A managed cloud service eliminates the tedious task of managing infrastructure and offers several key benefits, including scalability, cost savings, and security. These benefits make it compelling for mission-critical applications to move to the cloud. High availability is especially important for these applications because any downtime can cause loss of revenue, impact team productivity, and reduce customer satisfaction. Recently, Amazon ElastiCache for Redis and Amazon MemoryDB for Redis rolled out an improved availability Service Level Agreement (SLA) of 99.99% for Multi-Availability Zone (Multi-AZ) configurations.

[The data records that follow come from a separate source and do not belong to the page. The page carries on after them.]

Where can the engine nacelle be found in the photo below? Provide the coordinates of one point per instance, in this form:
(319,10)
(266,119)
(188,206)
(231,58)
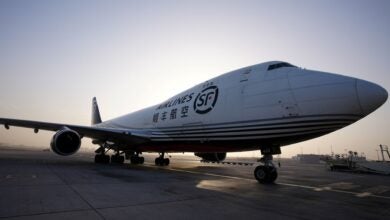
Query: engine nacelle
(213,157)
(65,142)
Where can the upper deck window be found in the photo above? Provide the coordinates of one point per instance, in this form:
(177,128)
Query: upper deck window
(279,65)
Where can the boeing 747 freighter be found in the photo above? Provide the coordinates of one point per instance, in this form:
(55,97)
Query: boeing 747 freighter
(260,107)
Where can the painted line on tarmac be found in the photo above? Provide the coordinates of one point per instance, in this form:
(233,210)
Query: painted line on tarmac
(318,189)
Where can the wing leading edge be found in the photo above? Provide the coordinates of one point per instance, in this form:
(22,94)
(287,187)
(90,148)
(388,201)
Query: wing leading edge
(118,136)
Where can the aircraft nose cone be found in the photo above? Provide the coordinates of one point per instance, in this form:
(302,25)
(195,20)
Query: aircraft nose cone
(371,96)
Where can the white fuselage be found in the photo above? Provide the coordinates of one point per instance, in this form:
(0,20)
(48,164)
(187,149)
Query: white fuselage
(266,104)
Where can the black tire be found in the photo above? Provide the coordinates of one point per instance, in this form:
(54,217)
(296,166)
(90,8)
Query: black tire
(105,159)
(157,161)
(265,174)
(134,160)
(98,158)
(117,159)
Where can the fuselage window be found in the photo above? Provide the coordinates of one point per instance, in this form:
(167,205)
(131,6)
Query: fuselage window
(279,65)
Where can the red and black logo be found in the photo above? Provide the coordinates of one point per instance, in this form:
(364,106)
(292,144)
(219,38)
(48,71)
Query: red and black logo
(206,99)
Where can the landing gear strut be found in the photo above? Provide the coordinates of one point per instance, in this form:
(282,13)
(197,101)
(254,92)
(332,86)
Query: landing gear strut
(267,173)
(117,158)
(161,161)
(136,159)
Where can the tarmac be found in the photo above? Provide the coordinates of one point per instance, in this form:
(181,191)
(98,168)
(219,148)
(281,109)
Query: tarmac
(36,184)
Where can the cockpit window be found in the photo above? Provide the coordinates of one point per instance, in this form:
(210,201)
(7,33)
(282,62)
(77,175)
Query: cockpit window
(279,65)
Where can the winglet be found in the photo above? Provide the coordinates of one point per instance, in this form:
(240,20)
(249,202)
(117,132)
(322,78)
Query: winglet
(96,119)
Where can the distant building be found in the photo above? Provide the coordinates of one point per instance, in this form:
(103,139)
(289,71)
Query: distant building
(309,158)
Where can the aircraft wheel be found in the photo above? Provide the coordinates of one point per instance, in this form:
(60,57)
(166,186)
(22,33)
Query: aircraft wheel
(104,159)
(98,158)
(137,160)
(117,159)
(265,174)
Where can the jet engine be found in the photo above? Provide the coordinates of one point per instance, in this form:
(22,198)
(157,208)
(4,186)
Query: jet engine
(213,157)
(65,142)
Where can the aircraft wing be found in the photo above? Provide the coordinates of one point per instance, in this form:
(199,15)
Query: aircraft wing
(118,136)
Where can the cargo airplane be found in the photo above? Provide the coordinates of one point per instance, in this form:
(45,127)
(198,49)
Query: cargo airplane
(260,107)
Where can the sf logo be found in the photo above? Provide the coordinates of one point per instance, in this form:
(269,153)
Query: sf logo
(206,99)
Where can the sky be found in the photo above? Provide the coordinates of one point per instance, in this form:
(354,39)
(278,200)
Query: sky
(56,55)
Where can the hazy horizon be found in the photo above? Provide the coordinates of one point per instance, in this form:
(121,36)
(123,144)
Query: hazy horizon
(56,55)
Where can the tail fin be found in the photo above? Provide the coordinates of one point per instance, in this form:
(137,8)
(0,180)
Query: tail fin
(96,119)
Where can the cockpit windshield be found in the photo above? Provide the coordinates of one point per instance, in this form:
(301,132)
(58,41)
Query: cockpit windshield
(279,65)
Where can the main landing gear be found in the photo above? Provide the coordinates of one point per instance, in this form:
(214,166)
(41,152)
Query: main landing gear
(103,158)
(136,159)
(161,161)
(267,173)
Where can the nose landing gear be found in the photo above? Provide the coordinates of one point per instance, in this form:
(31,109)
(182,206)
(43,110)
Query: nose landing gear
(161,161)
(267,173)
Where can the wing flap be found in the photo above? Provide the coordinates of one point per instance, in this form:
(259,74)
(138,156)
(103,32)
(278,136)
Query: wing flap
(119,136)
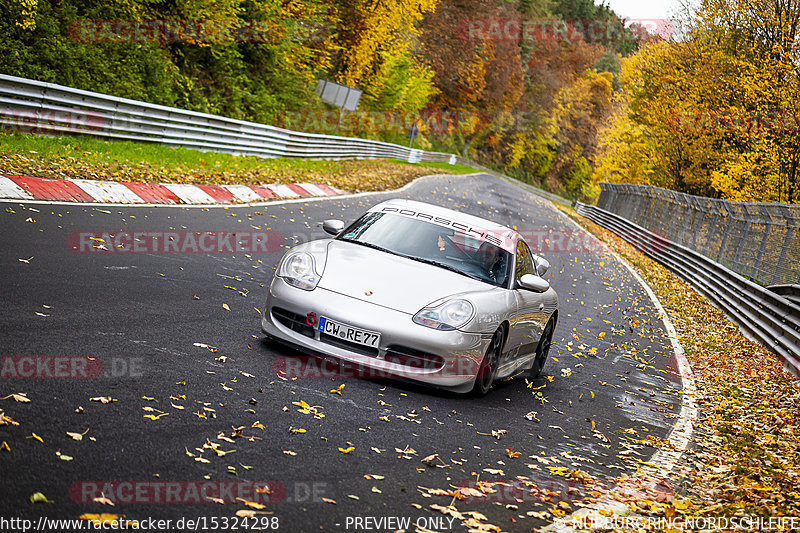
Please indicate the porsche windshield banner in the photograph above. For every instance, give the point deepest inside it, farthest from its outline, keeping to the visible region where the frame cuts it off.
(465, 233)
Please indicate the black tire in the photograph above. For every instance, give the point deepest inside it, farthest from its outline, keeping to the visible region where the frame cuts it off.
(484, 378)
(542, 350)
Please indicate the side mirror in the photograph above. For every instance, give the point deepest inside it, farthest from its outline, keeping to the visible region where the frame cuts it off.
(542, 264)
(334, 227)
(534, 283)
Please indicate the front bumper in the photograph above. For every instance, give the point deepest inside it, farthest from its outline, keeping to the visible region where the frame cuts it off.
(446, 359)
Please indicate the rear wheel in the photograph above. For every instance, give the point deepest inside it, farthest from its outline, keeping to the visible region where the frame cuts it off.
(542, 350)
(488, 369)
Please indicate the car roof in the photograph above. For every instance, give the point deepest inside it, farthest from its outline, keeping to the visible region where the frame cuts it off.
(508, 236)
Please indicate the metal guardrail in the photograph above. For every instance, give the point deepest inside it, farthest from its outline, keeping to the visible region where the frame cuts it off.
(769, 317)
(760, 241)
(39, 107)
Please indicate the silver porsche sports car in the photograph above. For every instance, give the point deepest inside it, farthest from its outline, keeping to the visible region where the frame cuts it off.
(416, 291)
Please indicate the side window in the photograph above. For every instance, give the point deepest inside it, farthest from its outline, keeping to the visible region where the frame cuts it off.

Previously, Amazon ElastiCache for Redis and MemoryDB offered a 99.9% SLA for Multi-AZ configurations. These services are designed to provide a higher level of availability compared to the public SLA. In the past year, AWS has developed more innovations in its high-availability technologies for ElastiCache and MemoryDB, including advanced monitoring, reduced failover times during primary node impairment, and expedited recovery processes. With these advancements, we have introduced a 99.99% SLA for Amazon ElastiCache for Redis and MemoryDB Multi-AZ configurations. The availability tiers offered by these services are outlined in the following table. To learn more, refer to the ElastiCache SLA and MemoryDB SLA.
Configuration Type
Availability SLA
Max Downtime/Month
Single-AZ
99.50%
3h 37m 21s
Previous Generation
Multi-AZ
99.9%
43m 28s
Multi-AZ
99.99%
4m 21s
Every minute of unavailability translates directly to applications being unable to serve incoming requests, so maximizing availability becomes a requirement for a high-quality user experience. Workloads that require real-time data access or processing, involve large volumes of data, or have strict uptime requirements, benefit from highly available in-memory databases. The following is what ElastiCache customer Okta, a leading identity and access management company based in San Francisco, mentioned regarding increased availability to 99.99%:
“More than 17,000 organizations trust Okta to help them protect the identities of their customers and workforces. Providing a mission-critical service for our customers requires building stability and resiliency into every level of our stack. AWS services like ElastiCache that natively offer a 99.99% availability SLA help us to simplify complexity and deliver on the promises we make to our customers.” – Cassio Sampaio, Senior Vice President of Product at Okta.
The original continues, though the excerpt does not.